Traduire le Fantôme
Sébastien Lespinasse
Traduire le Fantôme est le résultat d’une expérience d’écoute menée dans la durée : comment recueillir la parole des fantômes – obsessions, refrains idiots, bribes de discours – qui nous hantent, comment lui donner forme, la transcrire en phrases, elle qui n’est qu’un balbutiement du devenir, un quelque chose qui reste, refuse d’être englouti dans le brassage quotidien et incessant des pensées flottantes.
Refuser tout plan préétabli pour mieux se mettre à la portée de ce qui vient : accepter une rencontre, suivre le grain de ces voix presque sans paroles qui affluent, ménager ainsi des espaces entre les phrases.

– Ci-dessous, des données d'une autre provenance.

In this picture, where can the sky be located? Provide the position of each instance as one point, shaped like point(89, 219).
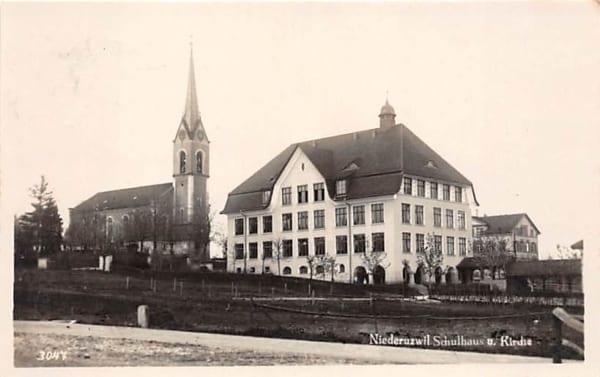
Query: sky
point(508, 93)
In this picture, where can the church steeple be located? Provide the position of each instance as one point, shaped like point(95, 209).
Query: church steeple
point(191, 116)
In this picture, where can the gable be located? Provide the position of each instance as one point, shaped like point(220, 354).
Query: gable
point(125, 198)
point(373, 161)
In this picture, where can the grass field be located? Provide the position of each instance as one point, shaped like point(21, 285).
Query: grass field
point(211, 303)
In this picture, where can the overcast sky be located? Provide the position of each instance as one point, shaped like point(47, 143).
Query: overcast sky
point(509, 94)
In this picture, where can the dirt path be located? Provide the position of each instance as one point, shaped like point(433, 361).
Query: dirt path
point(111, 345)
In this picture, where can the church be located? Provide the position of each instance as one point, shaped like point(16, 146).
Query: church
point(172, 217)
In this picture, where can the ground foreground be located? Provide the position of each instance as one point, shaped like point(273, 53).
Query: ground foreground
point(203, 303)
point(66, 344)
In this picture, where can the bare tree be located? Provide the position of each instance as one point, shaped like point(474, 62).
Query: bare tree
point(430, 257)
point(492, 252)
point(370, 260)
point(329, 265)
point(565, 252)
point(278, 252)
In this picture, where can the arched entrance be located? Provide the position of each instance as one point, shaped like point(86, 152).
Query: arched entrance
point(438, 275)
point(379, 275)
point(360, 276)
point(419, 275)
point(406, 274)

Plutôt que de frayer un chemin, poser résolument, « en conscience », des phrases les unes à côté des autres afin que le paysage se révèle hors-champ.
J’ai nagé à côté d’un pharaon à la piscine municipale.
J’adore sa coiffe dorée.
Entre deux virgules, oups, l’événement.
Le plus souvent les gardiens de musée ignorent ce qu’ils gardent.
Le temps efface plus qu’il accumule.
Les bras des grues ont tendance à orienter mon regard.